I cannot believe it's already 2012. I can't believe I'm 20 years old. Woah. Talk about freaky...two decades. TWO. I don't have a problem with it but it sure is a huge reality check when I'm thinking about all of the things I still have to do to get through school and survive in the real world. Not being a teenager anymore is taking that whole "I'm a big kid now" slogan and throwing it out the window. Now it's actual adult stage. After I turned 18 I didn't feel any different...kinda like the movie Sixteen Candles when Molly Ringwald is searching for something, anything, to make her thing she was actually a year older. That same thing has been done since the age of 16. Even though I turned 18 I didn't feel like an "adult", I just felt like an older teenager who could buy lottery tickets and get into night clubs. I don't believe that 18 should be considered an adult, I mean sure you have more opportunities to experience new things and all, but I really don't believe you are in any sort of state to take on ACTUAL adult responsibilities...at least I wasn't. Much of that didn't change when I turned 19.

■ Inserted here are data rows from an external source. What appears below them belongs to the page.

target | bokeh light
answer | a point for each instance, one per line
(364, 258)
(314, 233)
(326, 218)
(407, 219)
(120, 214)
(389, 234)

  19 was, possibly, the stupidest age/year I've experienced. Sure, it was incredibly fun and I met some great people, but it was definitely a year of learning. When I say learning, I mean the complete opposite from scholastic...sadly. For the past year I feel like I was on a mission to find myself, unknowingly. At times it took me by surprise how much I had no idea who I was or what I wanted. Things that seemed so simple, from a highschool viewpoint, weren't so sweet by the time I actually reached them. Looking back on it now, I feel like I was in this weird daze where the motions just came to me without any questions even while knowing that I needed to stop and fix whatever mistake I was making at that moment but failed to do so. You could say that "Young, wild, and free" would definitely have to be the catch phrase for everything that was the age of 19 for me...
   Now it's time for age 20..along with adult hood comes a new year and I've planned my resolutions accordingly. I've never been much of a goal oriented person, but whenever I want something I will do whatever it takes to get it. What do I want this year?
  1)Success. It's that simple. Within the next 4-5 years I want to be finished with my first degree and working on, or be done, with my second. Starting from January 1, 2012 I'm going to do anything and everything to reach that goal.
  2)I also want to set a good example for my little brother who is now 13 and growing up to be such a nice boy. I want him to be driven, ambitious, never doubtful about his family's support for his future.
  3)More communication with my family. Coming back home for the Holidays made me realize that even after the horrid year, your family will stick by you always. I've never been much of a communicator with them just because I haven't taken the time to try, but hello resolution!
  4)A lighter outlook on life. It may sound like I think 20 is the end of fun and all of those things, but really it's just a time to get serious not negative. My glass was always seen as being half full until two semesters ago, but now it's time to bring it back. It's time to be more empithetic and understanding about things and the people around me. Gossip, negativity thoughts, and all that nonsense needs to be squashed and shunned forever.
  Last but certainly not least...
  5)Be more confident in my faith. If you know me, you know that I'm not the most religious person in the world. I don't know all the testiments in the bible or go to church every Sunday, but I do believe and I do pray. I know that isn't enough, which is why this is on the list.
    --My resolutions all have importance to them and are in no way ranked by the numbers listed. I think they are all a good mixture of a positive change for the year 2012 as well as the age of 20.

Woah..apologies for the insanely long post.